Le drame de l’orphelinat de Mohammadia continue de bouleverser l’Algérie. Deux jours après l’incendie qui a coûté la vie à 11 enfants et fait 19 blessés, une polémique a éclaté autour d’un gala artistique organisé dans la wilaya de Skikda. Des images largement relayées sur les réseaux sociaux montrent une chanteuse se produisant devant un public, alors que le pays est encore plongé dans le deuil.
Face à l’indignation suscitée par ces vidéos, le ministère de la Culture et des Arts a publié, ce samedi 18 juillet, un communiqué pour démentir toute implication dans l’organisation de cet événement et préciser qu’il s’agissait d’une initiative privée.

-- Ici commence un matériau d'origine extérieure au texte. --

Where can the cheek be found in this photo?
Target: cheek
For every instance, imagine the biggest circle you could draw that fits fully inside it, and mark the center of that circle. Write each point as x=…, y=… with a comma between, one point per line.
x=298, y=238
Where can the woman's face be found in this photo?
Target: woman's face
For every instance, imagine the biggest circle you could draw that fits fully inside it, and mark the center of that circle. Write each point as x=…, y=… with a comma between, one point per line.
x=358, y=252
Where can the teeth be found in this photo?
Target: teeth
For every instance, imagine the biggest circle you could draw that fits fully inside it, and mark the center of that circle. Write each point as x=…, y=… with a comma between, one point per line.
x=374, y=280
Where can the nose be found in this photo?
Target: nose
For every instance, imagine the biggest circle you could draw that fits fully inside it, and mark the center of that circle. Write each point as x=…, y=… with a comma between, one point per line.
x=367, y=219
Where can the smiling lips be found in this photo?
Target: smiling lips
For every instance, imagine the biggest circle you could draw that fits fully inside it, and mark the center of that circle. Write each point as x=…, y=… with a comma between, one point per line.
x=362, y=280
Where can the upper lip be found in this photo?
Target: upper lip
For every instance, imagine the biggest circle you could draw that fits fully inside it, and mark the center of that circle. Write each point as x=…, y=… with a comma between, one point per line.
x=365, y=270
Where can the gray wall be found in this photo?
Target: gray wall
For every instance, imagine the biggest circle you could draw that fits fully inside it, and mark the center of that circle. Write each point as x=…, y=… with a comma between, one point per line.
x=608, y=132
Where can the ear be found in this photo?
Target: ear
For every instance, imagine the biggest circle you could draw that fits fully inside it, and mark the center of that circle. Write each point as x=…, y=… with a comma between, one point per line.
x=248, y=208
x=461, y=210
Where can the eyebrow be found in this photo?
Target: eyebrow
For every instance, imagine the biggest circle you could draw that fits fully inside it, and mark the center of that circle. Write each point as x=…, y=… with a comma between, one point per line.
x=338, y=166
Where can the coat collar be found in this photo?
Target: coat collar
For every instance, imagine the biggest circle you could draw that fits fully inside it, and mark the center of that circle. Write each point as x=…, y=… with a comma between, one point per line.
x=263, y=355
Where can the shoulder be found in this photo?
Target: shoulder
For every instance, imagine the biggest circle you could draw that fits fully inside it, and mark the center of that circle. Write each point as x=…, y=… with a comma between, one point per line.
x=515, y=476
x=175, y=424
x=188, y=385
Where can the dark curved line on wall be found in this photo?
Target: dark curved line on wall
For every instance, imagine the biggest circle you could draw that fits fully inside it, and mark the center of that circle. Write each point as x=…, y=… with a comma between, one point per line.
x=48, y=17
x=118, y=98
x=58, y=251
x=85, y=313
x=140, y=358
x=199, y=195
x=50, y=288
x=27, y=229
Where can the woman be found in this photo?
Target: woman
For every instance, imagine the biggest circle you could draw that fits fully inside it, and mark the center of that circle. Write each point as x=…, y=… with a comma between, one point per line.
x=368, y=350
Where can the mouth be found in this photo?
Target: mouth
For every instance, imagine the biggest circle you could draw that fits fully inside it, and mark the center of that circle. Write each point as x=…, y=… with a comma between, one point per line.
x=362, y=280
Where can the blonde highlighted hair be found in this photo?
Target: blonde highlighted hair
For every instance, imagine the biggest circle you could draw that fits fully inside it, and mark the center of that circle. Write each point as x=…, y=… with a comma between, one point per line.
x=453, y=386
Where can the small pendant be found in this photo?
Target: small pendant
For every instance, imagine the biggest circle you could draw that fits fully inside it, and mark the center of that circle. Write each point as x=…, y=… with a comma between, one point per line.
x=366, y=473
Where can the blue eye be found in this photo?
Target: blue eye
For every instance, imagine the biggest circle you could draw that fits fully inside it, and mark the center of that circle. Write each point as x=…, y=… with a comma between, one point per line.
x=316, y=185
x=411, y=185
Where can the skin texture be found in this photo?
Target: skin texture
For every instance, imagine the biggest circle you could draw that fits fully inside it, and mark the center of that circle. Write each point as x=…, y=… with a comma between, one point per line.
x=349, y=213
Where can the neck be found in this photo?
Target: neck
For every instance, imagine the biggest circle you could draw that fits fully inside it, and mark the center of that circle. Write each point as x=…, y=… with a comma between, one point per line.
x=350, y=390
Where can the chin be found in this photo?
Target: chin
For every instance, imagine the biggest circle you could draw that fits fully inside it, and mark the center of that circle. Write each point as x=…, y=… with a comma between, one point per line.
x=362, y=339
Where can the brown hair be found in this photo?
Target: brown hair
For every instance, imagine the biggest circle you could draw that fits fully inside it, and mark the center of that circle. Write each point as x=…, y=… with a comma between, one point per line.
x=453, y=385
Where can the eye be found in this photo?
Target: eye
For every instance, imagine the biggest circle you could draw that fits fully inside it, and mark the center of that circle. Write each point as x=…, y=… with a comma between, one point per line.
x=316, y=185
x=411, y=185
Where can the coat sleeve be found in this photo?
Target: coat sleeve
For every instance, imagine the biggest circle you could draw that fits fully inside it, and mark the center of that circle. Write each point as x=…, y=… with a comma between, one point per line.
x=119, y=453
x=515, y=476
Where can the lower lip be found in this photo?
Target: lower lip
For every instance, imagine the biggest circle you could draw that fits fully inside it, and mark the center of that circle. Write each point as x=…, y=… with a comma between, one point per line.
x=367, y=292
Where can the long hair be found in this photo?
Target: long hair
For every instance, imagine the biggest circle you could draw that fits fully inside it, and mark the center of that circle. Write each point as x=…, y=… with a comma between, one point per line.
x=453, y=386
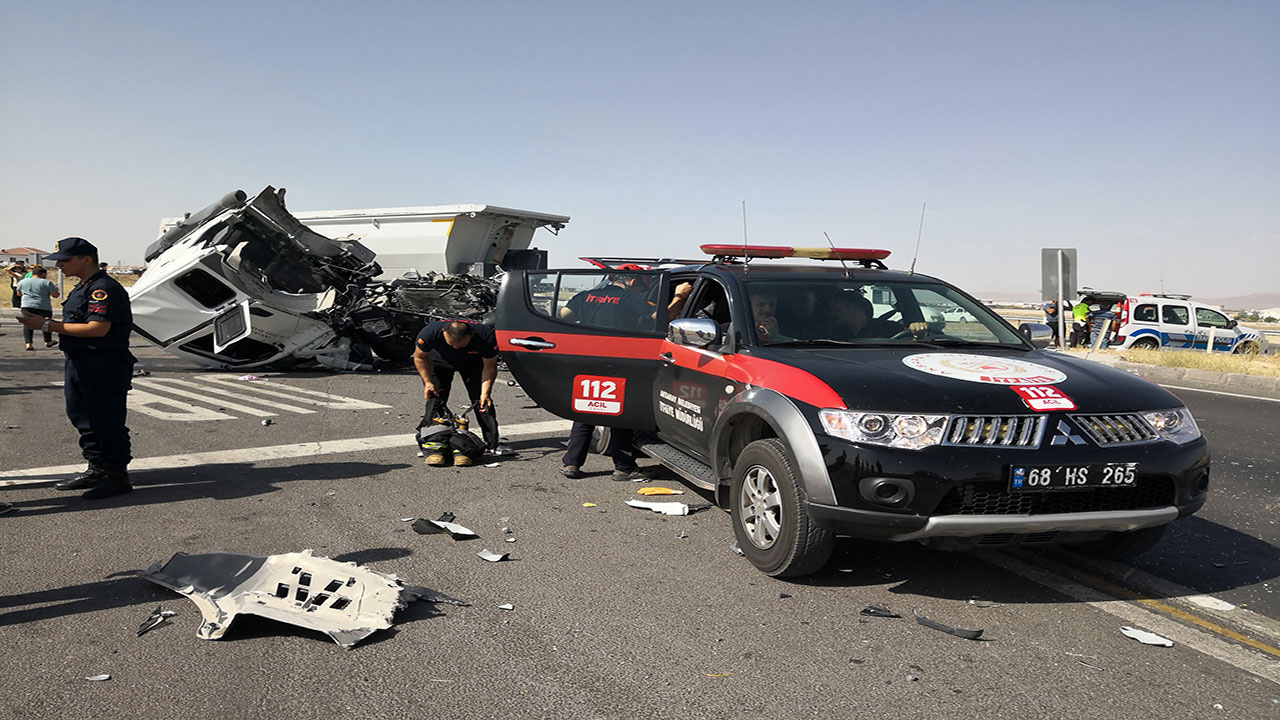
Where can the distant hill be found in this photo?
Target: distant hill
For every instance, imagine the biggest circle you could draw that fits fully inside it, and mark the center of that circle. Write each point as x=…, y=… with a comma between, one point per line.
x=1255, y=301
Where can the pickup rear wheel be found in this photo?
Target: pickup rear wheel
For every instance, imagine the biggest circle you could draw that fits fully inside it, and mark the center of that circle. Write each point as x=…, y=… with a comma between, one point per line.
x=771, y=513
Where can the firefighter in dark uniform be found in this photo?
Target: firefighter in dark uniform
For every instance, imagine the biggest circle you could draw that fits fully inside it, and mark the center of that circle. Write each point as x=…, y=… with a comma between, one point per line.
x=95, y=338
x=624, y=304
x=470, y=350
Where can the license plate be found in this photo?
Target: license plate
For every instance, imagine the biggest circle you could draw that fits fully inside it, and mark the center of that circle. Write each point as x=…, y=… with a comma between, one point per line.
x=1073, y=477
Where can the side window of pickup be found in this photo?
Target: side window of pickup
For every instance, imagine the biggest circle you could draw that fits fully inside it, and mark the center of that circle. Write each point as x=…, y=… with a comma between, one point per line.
x=607, y=300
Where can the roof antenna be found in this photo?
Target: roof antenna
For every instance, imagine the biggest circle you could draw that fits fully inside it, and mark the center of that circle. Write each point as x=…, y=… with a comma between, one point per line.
x=839, y=256
x=912, y=272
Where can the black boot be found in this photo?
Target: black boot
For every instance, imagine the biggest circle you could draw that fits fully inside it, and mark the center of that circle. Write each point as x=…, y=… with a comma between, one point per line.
x=86, y=479
x=115, y=482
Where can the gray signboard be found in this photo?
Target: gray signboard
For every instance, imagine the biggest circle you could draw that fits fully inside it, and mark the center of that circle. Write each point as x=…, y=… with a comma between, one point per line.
x=1055, y=260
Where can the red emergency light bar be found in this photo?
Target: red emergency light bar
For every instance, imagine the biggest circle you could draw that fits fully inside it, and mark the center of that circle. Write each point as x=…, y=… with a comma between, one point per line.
x=858, y=254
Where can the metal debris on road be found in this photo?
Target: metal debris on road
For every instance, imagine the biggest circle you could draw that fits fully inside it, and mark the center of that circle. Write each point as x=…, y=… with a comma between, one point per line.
x=356, y=601
x=444, y=524
x=958, y=632
x=880, y=611
x=437, y=597
x=159, y=616
x=662, y=507
x=1144, y=637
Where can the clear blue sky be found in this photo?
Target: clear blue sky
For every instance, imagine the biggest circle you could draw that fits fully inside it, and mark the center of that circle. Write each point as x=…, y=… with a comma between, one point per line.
x=1147, y=135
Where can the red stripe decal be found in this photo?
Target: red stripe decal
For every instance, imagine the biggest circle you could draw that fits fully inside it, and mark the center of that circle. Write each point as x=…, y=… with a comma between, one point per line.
x=780, y=377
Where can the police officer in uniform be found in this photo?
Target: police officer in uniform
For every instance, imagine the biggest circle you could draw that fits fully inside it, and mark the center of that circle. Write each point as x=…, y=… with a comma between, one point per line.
x=624, y=305
x=95, y=338
x=470, y=350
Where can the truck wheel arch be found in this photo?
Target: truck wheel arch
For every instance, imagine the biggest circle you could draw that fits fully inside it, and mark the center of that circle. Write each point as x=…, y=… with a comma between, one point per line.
x=760, y=413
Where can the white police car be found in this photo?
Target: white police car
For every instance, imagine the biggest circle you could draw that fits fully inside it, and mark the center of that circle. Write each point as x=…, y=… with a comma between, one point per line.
x=1175, y=322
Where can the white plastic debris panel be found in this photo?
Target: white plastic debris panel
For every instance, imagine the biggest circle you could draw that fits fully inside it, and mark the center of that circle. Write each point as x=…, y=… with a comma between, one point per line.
x=341, y=600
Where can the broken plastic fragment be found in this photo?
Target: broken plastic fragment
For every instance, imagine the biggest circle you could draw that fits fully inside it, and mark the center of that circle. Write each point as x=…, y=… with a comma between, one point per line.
x=341, y=600
x=1144, y=637
x=662, y=507
x=958, y=632
x=159, y=616
x=880, y=611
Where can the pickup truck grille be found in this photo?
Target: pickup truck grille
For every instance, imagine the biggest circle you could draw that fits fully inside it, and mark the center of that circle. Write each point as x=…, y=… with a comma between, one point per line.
x=995, y=499
x=1116, y=429
x=995, y=431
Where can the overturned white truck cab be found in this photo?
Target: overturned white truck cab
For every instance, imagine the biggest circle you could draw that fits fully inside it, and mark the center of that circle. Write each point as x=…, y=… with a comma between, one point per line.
x=243, y=283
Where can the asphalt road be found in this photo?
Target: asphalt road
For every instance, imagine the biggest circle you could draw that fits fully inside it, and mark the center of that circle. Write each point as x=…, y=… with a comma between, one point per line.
x=618, y=613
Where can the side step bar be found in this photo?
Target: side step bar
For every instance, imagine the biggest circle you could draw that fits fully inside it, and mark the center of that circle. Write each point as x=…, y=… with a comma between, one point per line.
x=679, y=461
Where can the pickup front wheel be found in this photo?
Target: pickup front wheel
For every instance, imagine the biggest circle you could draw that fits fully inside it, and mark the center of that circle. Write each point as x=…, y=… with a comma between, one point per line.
x=771, y=516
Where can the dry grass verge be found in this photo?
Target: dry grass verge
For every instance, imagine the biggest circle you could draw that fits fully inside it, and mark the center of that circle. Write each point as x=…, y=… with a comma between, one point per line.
x=1266, y=365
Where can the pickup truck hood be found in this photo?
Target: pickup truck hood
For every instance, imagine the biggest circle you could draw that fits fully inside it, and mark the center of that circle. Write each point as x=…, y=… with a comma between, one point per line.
x=968, y=379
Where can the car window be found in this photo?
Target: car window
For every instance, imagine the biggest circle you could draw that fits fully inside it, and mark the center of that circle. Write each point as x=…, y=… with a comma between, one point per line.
x=609, y=300
x=846, y=310
x=1175, y=314
x=1207, y=318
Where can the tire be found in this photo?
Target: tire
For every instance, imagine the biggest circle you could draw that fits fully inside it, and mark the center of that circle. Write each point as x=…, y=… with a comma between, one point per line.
x=771, y=514
x=1121, y=545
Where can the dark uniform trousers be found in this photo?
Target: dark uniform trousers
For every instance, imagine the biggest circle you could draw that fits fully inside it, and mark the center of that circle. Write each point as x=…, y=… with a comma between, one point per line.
x=439, y=404
x=96, y=387
x=621, y=447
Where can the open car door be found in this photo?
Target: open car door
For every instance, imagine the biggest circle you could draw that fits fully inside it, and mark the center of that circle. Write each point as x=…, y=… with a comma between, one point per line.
x=600, y=374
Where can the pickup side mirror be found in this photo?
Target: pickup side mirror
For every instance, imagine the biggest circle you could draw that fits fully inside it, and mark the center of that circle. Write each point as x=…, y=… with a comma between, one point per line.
x=1037, y=333
x=698, y=332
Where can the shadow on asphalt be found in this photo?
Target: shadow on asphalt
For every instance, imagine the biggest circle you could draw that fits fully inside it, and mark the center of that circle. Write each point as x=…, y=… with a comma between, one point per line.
x=919, y=570
x=219, y=482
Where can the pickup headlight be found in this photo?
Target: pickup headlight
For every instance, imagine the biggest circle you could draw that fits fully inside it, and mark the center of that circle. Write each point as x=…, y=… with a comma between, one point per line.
x=1176, y=425
x=910, y=432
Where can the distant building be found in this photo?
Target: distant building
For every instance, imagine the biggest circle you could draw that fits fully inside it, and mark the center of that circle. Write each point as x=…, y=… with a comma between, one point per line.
x=28, y=255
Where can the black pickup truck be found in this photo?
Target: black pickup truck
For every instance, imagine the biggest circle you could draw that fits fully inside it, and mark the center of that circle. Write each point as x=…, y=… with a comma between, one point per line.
x=823, y=400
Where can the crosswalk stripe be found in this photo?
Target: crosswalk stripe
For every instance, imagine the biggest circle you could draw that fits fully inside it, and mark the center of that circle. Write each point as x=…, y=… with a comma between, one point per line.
x=37, y=475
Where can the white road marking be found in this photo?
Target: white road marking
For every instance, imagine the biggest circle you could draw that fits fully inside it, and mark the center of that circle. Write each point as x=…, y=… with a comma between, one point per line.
x=149, y=404
x=204, y=395
x=36, y=475
x=297, y=393
x=1221, y=392
x=1138, y=616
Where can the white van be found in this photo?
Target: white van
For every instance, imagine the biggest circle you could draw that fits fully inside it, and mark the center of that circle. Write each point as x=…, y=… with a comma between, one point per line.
x=1175, y=322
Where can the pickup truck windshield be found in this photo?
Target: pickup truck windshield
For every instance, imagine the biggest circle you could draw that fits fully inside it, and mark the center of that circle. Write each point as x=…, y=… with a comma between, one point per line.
x=850, y=311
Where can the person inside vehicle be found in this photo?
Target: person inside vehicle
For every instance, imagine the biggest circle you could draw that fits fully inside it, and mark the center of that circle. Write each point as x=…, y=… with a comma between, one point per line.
x=853, y=315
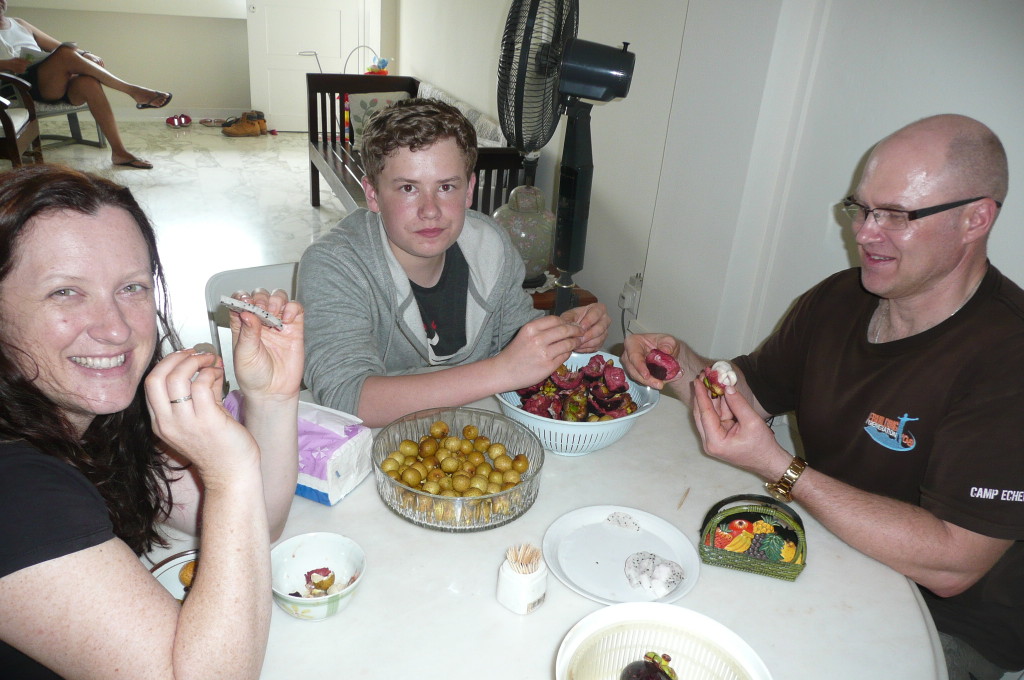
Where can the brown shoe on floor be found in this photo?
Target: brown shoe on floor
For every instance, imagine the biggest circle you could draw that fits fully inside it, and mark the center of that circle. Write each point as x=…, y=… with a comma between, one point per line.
x=136, y=163
x=247, y=126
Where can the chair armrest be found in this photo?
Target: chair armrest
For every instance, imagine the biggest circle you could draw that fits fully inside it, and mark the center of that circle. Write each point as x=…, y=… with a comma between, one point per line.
x=24, y=89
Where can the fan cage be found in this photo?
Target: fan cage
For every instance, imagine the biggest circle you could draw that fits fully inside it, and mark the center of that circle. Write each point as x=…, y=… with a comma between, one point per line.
x=536, y=36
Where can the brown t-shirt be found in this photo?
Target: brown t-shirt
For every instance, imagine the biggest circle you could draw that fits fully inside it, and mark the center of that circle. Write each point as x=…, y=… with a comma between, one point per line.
x=933, y=420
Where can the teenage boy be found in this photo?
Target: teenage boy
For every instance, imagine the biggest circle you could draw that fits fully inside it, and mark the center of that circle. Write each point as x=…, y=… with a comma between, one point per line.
x=417, y=302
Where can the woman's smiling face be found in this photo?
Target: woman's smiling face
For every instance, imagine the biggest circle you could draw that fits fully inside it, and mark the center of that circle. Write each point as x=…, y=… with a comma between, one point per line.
x=78, y=312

Le drame de l’orphelinat plonge l’Algérie dans le deuil
Le jeudi 16 juillet, un violent incendie s’est déclaré à la pouponnière de Mohammadia, dans la banlieue est d’Alger. La catastrophe a coûté la vie à 11 enfants, tandis que 19 autres personnes ont été blessées, dont plusieurs souffrant de brûlures et d’intoxications dues aux fumées.
Selon les premiers éléments communiqués par les autorités, le feu aurait été provoqué par un dysfonctionnement d’un climatiseur avant de se propager rapidement à plusieurs pièces de l’établissement.
Le drame a suscité une immense émotion dans tout le pays. Les messages de condoléances se sont multipliés sur les réseaux sociaux, tandis que plusieurs responsables politiques et institutions ont rendu hommage aux victimes. Les cérémonies d’inhumation se sont déroulées dans une profonde émotion, alimentant un élan national de solidarité envers les familles endeuillées.
Dans la foulée, les autorités ont annoncé l’ouverture d’une enquête afin de déterminer avec précision les circonstances de l’incendie et d’établir d’éventuelles responsabilités.
Un gala à Skikda déclenche une vague d’indignation
Alors que l’émotion reste vive, la diffusion de vidéos montrant un gala organisé dans un établissement hôtelier de Skikda a rapidement provoqué de nombreuses réactions. La chanteuse s’y produisait devant un public, quelques heures seulement après la tragédie. Pour de nombreux internautes, la tenue d’un tel événement dans un contexte de deuil national était inappropriée.
Les critiques ont principalement porté sur le timing de la manifestation plutôt que sur la prestation artistique elle-même. Beaucoup estiment que le report du spectacle aurait constitué un geste de solidarité envers les familles des victimes.
Sur Facebook, X et d’autres plateformes, plusieurs internautes ont accusé les autorités culturelles d’avoir maintenu les festivités malgré le drame. Certains messages appelaient même à des sanctions contre les organisateurs. Cette polémique a rapidement pris de l’ampleur, poussant le ministère de la Culture à réagir publiquement.
Le ministère de la Culture dément toute responsabilité
Dans un communiqué publié samedi, le ministère de la Culture et des Arts affirme que les informations circulant sur les réseaux sociaux sont « dénuées de tout fondement ». Le département ministériel précise que le gala n’a été ni programmé, ni financé, ni autorisé par ses services ou par la Direction de la culture et des arts de la wilaya de Skikda.
Selon le ministère, l’événement relevait exclusivement d’une initiative privée organisée par un établissement hôtelier, lequel assume seul la responsabilité de son organisation. Cette mise au point intervient après que de nombreux internautes eurent directement mis en cause les autorités culturelles dans le maintien de cette soirée.
Toutes les activités culturelles officielles suspendues
Le ministère rappelle qu’immédiatement après le drame de l’orphelinat, une instruction a été adressée à l’ensemble des structures culturelles placées sous sa tutelle. Depuis le jeudi 16 juillet, toutes les manifestations artistiques et culturelles relevant du ministère ont été suspendues ou reportées sur l’ensemble du territoire national.
Selon le communiqué, cette décision vise à respecter le deuil national provoqué par la disparition des onze enfants et à témoigner de la solidarité des institutions culturelles envers leurs familles. Le ministère affirme également que toutes les directions de la culture des différentes wilayas ont appliqué cette instruction.